Pensar tiene su don y su
frontera. A menudo, la mente juguetea, vagando por los ingrávidos paisajes de
la memoria y la imaginación, saltando de rama en rama sin objetivo: si no se
pierde en sus propios laberintos, tal vez germine en la creatividad. En otras
ocasiones, organiza y modela las ideas y arma estructuras de significados
nuevos: admiración para quienes nos enseñan a hacer que el pensamiento sea más
certero, más ingenioso, más coherente; exploradores que se adentran en los
repliegues de la razón para cartografiar sus sutilezas.
Tenemos una gran deuda con los adalides de la
lógica. Pero la filosofía que nos urge, la que indagaban Epicuro, Séneca,
Montaigne y otros que solo amaban el pensamiento cuando podría hacernos mejores,
es la que nos oriente, como decía este último, acerca del buen vivir y el buen
morir. “Pensar mejor para vivir mejor”, es la divisa de Comte-Sponville: que el
pensamiento nos sirva como guía y como instrumento en nuestras singladuras
cotidianas, que nos acompañe y nos reconforte; que nos transforme, con esfuerzo
y suerte. Y para eso la razón es necesaria, pero no suficiente. Hace falta
belleza, impacto y sacudida, es decir, arte. Hace falta una filosofía que emane
también ―¿sobre todo?― de la emoción y se dirija a ella, que nos conmueva y nos
remueva, como hacen las obras maestras de un pintor, un músico o un poeta.
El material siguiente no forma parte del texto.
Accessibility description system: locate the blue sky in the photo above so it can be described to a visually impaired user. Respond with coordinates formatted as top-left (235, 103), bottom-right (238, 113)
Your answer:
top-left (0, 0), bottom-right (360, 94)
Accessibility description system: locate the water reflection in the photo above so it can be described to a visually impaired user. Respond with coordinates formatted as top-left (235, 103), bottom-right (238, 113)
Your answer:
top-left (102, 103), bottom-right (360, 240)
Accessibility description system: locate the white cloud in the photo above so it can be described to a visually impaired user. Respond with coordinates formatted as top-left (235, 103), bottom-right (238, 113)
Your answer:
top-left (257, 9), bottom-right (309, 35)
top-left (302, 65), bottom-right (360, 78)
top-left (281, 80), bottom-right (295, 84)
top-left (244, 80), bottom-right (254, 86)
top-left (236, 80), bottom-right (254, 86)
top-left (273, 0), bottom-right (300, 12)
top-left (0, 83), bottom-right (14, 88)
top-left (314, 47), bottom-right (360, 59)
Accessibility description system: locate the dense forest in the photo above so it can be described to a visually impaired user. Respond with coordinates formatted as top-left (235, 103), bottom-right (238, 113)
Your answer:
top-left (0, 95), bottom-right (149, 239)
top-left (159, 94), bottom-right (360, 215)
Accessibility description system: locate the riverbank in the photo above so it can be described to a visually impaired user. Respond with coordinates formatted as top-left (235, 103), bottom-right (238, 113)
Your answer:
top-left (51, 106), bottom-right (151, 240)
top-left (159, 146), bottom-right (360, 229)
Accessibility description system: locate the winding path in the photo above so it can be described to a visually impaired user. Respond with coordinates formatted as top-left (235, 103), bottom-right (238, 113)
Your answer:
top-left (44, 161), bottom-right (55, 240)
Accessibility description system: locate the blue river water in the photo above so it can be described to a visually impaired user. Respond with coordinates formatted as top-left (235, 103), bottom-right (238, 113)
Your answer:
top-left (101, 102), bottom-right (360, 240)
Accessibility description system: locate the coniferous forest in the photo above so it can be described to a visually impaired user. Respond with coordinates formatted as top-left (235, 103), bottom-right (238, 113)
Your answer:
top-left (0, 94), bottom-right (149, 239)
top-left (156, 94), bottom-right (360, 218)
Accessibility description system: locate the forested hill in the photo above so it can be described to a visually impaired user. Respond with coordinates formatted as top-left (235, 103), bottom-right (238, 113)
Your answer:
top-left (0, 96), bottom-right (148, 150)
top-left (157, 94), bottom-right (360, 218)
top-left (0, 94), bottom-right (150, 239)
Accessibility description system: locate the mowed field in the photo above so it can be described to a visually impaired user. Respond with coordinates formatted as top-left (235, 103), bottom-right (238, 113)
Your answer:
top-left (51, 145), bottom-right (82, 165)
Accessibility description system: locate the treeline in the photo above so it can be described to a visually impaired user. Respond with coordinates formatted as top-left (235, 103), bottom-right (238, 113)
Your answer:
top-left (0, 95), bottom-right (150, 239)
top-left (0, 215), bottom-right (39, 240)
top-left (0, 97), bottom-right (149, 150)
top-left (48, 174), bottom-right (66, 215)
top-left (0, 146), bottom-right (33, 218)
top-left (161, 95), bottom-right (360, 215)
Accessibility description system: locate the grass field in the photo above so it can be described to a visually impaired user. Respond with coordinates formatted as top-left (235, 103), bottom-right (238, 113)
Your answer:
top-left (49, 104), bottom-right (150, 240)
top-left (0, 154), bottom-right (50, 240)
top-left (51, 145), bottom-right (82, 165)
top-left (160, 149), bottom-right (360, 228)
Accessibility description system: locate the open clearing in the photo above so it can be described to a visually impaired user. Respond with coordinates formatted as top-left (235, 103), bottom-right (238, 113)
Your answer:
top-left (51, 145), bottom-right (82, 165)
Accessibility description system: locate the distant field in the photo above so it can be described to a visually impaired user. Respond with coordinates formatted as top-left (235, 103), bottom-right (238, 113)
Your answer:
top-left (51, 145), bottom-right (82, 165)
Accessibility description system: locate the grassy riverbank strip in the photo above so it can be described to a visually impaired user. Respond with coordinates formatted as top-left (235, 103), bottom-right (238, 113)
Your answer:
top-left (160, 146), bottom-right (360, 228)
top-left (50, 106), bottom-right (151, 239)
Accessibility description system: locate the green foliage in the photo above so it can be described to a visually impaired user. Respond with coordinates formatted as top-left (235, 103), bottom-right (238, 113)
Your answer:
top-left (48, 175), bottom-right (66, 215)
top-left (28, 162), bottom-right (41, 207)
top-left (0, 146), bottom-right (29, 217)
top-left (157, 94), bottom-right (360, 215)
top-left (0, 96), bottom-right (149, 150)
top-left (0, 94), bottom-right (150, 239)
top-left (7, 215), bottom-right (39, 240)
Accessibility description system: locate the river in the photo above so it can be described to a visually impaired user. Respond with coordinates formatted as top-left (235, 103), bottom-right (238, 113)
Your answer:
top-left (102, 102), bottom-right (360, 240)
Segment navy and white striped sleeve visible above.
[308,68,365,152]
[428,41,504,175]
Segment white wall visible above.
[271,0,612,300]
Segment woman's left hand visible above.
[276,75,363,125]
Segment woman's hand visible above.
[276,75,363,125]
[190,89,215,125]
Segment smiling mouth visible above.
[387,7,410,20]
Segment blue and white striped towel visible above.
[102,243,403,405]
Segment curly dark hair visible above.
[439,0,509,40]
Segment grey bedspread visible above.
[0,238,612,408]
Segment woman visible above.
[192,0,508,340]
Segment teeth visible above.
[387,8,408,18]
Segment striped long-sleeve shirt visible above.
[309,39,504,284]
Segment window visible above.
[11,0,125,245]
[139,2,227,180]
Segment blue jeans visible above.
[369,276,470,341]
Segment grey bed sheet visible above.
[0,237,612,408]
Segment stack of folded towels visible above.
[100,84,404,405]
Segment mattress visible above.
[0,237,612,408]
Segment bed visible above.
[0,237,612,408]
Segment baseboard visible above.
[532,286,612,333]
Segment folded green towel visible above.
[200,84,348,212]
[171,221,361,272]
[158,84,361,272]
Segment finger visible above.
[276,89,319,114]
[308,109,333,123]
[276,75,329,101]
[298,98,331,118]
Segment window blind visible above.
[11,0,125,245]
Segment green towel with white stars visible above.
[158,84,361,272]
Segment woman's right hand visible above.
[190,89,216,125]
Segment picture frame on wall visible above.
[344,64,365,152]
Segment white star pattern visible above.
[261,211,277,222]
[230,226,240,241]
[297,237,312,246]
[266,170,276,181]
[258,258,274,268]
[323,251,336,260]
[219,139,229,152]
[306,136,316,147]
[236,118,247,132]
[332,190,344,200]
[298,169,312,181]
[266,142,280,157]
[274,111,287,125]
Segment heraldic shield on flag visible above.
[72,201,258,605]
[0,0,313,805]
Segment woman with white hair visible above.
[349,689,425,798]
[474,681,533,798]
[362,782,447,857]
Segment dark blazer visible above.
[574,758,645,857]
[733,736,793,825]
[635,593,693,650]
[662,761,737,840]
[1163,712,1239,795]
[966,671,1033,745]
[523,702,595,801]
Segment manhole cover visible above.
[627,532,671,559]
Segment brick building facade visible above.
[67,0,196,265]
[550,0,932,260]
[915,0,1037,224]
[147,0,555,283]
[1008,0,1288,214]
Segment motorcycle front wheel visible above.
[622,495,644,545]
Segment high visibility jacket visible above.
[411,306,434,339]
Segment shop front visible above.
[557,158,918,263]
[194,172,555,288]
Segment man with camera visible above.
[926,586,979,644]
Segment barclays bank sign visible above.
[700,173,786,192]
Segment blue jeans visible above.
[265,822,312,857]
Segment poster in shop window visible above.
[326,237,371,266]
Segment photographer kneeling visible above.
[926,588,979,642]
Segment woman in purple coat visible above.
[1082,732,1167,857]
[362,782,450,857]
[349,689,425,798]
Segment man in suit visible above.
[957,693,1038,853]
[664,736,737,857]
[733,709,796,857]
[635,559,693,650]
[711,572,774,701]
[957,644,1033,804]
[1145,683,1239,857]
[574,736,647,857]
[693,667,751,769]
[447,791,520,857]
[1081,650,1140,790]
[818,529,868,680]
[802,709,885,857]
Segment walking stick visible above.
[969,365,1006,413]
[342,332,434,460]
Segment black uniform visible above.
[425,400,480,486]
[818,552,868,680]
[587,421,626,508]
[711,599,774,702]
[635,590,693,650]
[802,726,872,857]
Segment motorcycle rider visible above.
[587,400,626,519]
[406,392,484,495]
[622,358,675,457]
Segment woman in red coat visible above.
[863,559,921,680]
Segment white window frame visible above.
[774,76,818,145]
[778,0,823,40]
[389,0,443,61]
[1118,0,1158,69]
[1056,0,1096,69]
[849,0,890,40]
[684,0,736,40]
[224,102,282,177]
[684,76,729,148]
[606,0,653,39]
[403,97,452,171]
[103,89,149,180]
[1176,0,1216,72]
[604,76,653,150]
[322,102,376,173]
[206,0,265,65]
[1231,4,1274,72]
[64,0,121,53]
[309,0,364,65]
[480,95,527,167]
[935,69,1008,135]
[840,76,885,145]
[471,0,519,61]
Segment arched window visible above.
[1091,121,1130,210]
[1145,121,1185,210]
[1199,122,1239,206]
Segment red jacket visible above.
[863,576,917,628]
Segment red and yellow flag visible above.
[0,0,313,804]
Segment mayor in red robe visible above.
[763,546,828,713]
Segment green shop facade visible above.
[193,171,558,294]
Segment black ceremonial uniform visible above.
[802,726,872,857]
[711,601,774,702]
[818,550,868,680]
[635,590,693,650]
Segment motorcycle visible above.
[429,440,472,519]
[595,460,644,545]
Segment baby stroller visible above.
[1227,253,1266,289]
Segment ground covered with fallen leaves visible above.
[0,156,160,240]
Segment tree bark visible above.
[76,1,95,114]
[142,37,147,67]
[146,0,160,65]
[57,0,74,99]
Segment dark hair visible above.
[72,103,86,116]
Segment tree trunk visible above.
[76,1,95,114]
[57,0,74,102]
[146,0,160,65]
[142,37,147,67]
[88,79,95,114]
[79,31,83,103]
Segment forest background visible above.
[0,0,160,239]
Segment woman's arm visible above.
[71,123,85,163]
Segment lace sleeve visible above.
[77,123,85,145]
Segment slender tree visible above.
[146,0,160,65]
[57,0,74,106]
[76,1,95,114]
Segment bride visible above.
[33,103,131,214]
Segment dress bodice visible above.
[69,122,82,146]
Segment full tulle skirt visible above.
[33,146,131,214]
El verdadero arte está lleno de esa filosofía que buscamos. Al acceder directo al sentimiento, lo fecunda de reflexión. Si uno percibe con atención una obra de arte, si se da tiempo para dialogar con ella, nunca volverá de vacío. Tal vez no sepa cuál ha sido el efecto concreto, pero esa ignorancia no impedirá que algo haya cambiado. El arte está tan cerca de la verdad candente que entiendo que algunos tengan bastante con él. Yo no. Yo, como el amor vacilante, necesito pensar, y creer que lo que pienso también es verdad. Necesito hablarme, preguntarme, vislumbrar convicciones aunque siempre sean provisionales; necesito intentar convencerme, aunque nunca lo logre del todo. Por eso me debato con la filosofía, igual que Jacob con el ángel, esperando que me bendiga de algún modo. Una filosofía que quiero que me persuada, que me derrote; que me estremezca.
¿Filosofía terapéutica, tal vez, ahora que
está de moda lo saludable? Tal vez. Así se les ha tildado, por ejemplo, a las
doctrinas de Epicuro o de los estoicos. Queremos que nuestra vida sea fértil y
luminosa, que haya en ella sentido y refugio. La filosofía ayuda, y en este
tiempo en que no faltan especialistas, hay también filósofos que se ofrecen
como consejeros. “Pensar mejor para vivir mejor”: ayudan a identificar nuestras
inquietudes, marcan sus puntos sensibles, sugieren perspectivas que permitan
afrontarlas con una nueva luz. Puede que muchos de nuestros problemas se
enquisten porque los eludimos, o porque no los encaramos de la manera adecuada.
A menudo, la mejor cura para el sufrimiento es la verdad, el dolor de la verdad
que nos vacuna contra dolores más grandes.
Pero la emoción está antes y después de la verdad. Séneca y Nietzsche animan al coraje para renunciar a los velos tras los que nos resguardamos; y también para ser consecuentes con lo que sabemos y llevarlo a la práctica. Spinoza reclama alegría, ese entusiasmo fundamental que nos motiva y nos hace sacar fuerzas y no desmoronarnos. Epicuro quiere vernos disfrutar y amar. Elegir los pensamientos adecuados inspira, pero solo el sentir nos mueve, y únicamente los hechos transforman. Hace falta una filosofía emocionada y emocionante, y detrás de ella una robusta voluntad.